A lista de acções a empreender pelo governo para diminuir substancialmente a despesa pública continuaria por largas páginas, enunciando medidas que outros Estados-Membros da União Europeia já tomaram, como a redução de 15% do vencimento dos governantes espanhóis (numa proporção 3x superior à redução salarial que impuseram aos restantes funcionários públicos), ao contrário do “faz-de-conta” do governo socialista português, cujo corte dos salários em 5% deixou de fora 70% do universo ao qual diz aplicar-se.
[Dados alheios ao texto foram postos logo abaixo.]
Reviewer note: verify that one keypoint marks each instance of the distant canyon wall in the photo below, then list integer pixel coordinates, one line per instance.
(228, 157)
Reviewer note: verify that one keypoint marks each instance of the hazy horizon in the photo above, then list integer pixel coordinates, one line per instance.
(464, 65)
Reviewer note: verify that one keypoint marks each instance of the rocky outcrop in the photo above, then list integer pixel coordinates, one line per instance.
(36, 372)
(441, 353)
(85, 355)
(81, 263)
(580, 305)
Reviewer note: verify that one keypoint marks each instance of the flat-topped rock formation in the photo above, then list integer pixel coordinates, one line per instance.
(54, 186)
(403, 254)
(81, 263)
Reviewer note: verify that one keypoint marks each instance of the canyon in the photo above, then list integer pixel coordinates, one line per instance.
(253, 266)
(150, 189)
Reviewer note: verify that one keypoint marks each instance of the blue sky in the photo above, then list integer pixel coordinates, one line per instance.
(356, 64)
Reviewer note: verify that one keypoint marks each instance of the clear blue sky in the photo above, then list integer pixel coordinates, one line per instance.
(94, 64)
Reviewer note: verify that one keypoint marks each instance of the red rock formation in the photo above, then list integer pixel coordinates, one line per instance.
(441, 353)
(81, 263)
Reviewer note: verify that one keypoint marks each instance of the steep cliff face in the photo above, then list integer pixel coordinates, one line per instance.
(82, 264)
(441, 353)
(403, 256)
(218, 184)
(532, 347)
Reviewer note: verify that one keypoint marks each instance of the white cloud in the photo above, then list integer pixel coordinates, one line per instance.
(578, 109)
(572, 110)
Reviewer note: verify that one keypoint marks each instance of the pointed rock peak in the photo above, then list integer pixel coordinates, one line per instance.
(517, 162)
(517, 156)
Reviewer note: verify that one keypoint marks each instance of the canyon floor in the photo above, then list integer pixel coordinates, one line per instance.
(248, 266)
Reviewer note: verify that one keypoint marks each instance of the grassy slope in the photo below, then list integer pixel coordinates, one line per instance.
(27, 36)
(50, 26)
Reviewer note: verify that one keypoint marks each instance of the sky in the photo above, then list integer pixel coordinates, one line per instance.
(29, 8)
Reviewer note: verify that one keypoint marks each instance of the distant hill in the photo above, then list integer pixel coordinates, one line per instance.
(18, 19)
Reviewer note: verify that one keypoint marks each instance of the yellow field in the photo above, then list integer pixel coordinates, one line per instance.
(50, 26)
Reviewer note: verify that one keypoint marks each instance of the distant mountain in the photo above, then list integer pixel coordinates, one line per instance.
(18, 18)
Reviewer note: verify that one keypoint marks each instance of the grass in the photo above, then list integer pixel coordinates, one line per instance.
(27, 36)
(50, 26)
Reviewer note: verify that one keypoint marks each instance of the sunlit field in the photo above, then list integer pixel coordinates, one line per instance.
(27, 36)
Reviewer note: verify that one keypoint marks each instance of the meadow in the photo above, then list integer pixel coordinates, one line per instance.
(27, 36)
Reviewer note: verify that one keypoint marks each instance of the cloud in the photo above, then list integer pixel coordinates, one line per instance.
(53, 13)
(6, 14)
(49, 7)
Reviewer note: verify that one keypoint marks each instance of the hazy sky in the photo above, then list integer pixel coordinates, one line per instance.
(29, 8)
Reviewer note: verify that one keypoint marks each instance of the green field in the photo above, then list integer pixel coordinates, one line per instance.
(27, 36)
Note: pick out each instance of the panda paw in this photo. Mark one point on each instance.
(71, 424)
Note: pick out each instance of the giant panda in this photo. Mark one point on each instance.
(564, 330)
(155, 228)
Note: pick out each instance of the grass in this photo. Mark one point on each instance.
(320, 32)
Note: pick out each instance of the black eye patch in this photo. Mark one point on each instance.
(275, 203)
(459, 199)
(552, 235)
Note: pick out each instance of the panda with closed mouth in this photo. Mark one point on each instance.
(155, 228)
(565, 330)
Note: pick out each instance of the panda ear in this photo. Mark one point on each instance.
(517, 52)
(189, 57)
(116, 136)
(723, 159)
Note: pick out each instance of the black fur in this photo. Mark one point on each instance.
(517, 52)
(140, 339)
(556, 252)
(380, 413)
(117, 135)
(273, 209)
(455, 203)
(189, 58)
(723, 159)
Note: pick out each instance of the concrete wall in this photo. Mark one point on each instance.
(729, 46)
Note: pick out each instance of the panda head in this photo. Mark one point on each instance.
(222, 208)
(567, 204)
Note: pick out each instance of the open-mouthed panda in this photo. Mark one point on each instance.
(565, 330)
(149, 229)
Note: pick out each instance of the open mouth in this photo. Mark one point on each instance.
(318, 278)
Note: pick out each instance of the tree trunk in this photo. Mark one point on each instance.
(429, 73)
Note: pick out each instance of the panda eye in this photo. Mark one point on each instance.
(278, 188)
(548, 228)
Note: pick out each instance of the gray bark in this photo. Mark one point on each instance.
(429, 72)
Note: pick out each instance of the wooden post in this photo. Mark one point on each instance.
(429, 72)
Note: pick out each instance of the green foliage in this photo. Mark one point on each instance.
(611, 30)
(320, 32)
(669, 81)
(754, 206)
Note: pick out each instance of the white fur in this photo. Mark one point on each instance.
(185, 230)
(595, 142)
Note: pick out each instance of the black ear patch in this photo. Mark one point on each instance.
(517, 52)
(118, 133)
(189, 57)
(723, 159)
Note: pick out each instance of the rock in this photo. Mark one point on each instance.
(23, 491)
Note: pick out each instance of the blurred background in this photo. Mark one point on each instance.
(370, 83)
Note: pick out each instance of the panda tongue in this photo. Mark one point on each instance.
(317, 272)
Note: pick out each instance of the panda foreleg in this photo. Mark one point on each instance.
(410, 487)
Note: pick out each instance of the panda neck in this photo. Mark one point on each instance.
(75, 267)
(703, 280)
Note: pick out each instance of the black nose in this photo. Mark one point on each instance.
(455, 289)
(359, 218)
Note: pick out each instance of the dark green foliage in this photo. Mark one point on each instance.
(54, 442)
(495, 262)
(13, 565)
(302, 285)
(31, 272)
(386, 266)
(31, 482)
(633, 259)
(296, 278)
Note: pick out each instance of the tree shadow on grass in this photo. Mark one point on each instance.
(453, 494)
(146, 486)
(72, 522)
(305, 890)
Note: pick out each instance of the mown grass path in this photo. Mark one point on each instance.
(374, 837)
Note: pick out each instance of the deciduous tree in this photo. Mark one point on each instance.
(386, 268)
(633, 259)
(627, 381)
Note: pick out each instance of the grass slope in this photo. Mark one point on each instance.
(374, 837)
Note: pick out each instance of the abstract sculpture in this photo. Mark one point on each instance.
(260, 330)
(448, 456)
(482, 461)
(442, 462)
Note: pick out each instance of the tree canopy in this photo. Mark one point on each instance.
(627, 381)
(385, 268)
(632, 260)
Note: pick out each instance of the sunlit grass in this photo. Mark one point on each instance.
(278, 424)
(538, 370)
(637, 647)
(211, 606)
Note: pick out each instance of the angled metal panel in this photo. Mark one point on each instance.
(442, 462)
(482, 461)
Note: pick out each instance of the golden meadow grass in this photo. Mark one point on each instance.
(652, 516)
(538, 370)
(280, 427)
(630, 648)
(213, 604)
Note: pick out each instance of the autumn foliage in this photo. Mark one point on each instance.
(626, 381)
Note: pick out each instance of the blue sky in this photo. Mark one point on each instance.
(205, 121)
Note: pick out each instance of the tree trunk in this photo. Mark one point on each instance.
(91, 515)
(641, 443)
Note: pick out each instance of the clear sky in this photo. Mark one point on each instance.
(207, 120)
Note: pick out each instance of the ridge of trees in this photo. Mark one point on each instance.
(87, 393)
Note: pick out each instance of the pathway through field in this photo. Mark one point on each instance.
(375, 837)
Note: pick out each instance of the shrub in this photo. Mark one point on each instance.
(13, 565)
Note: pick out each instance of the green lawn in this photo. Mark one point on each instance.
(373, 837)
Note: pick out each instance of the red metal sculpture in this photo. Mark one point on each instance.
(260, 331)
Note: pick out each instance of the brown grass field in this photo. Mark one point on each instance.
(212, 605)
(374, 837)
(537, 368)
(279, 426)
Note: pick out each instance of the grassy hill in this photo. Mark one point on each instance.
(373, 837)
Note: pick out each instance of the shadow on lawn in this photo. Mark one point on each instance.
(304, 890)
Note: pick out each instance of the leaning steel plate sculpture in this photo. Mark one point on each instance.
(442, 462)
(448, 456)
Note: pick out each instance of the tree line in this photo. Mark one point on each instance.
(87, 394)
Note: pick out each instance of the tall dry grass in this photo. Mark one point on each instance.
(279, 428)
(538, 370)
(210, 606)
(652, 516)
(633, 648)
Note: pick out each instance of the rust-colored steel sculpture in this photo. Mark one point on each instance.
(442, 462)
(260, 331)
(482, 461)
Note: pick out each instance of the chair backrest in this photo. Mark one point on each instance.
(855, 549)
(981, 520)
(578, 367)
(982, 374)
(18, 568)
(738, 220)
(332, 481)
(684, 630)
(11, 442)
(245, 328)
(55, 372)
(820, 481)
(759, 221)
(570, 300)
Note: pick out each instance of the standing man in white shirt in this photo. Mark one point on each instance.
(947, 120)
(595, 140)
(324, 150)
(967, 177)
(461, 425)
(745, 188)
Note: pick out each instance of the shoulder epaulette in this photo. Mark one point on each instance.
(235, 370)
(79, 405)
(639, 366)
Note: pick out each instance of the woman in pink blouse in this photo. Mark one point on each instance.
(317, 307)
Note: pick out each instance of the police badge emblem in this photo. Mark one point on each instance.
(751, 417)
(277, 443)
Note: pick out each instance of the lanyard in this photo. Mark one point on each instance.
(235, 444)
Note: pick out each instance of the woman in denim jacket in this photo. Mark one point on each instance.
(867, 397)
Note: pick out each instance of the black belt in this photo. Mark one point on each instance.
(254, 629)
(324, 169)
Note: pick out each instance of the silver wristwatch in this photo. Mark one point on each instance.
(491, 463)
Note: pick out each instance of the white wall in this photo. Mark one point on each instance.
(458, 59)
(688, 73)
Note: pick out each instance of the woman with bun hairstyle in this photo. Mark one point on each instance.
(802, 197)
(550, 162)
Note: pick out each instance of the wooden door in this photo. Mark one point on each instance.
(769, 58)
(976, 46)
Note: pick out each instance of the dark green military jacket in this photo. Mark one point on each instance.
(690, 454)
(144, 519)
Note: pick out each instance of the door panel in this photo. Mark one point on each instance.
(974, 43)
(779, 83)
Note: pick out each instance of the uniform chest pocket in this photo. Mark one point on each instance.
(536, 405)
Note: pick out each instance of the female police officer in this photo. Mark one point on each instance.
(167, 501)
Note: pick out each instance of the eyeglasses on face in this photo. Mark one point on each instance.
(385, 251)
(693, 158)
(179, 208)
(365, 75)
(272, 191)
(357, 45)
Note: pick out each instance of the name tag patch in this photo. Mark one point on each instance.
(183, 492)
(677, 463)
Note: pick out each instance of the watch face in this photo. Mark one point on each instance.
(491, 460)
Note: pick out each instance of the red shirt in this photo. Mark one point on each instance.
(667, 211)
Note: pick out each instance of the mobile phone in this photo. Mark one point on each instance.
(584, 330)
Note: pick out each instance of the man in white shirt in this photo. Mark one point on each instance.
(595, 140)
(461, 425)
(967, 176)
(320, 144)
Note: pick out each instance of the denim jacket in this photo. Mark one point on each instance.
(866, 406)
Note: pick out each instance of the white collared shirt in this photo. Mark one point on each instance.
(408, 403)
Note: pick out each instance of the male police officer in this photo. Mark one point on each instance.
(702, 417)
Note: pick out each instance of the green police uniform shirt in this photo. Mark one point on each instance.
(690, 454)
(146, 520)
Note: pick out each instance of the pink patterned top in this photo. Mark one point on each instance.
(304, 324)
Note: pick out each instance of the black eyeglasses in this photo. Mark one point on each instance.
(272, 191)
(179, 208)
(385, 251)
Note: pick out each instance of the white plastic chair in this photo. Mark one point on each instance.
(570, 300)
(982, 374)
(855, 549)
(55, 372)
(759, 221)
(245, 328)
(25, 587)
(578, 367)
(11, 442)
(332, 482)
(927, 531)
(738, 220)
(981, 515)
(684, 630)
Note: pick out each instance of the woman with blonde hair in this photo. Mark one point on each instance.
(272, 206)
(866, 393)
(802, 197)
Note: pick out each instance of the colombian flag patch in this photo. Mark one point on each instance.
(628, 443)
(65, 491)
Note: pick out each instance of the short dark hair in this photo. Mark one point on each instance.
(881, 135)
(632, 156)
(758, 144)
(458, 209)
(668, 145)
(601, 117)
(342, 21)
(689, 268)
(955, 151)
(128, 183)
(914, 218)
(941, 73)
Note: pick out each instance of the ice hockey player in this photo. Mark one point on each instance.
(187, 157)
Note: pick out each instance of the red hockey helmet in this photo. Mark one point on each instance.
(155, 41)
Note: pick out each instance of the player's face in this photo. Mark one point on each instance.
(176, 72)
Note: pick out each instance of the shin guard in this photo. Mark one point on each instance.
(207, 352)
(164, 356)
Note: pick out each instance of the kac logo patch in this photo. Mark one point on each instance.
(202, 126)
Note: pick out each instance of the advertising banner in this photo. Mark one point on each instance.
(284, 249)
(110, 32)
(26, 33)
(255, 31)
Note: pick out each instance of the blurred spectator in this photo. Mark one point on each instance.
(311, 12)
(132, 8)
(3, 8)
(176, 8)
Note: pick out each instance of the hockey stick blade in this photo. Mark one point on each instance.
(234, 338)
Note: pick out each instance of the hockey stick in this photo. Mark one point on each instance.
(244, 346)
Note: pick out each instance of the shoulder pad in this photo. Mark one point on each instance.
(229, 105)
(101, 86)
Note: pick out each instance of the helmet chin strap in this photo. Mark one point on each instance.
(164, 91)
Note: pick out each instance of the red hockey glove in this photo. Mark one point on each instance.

Alguns analistas lançaram recentemente a tese de que este governo estará empenhado em delapidar as finanças públicas para que, na situação de perda que possa ocorrer nas cada vez mais prováveis eleições legislativas em 2011, um futuro governo do PSD se veja aflito (e drástico) na tarefa de equilíbrio das contas públicas, colhendo benefícios da consequente rejeição dos portugueses que suspirarão pelos socialistas novamente. Trata-se, no fundo de uma “remake” de 2005, com as consequências que todos conhecemos, restando a esperança de que o PSD tenha aprendido a lição sobre o pântano que encontrou e consequente desaire na gestão do mesmo e não volte a repetir o erro de andar com governos incompetentes ao colo. Como diria António Vitorino, um socialista, são demasiado pesados para o que valem, que neste caso está à vista.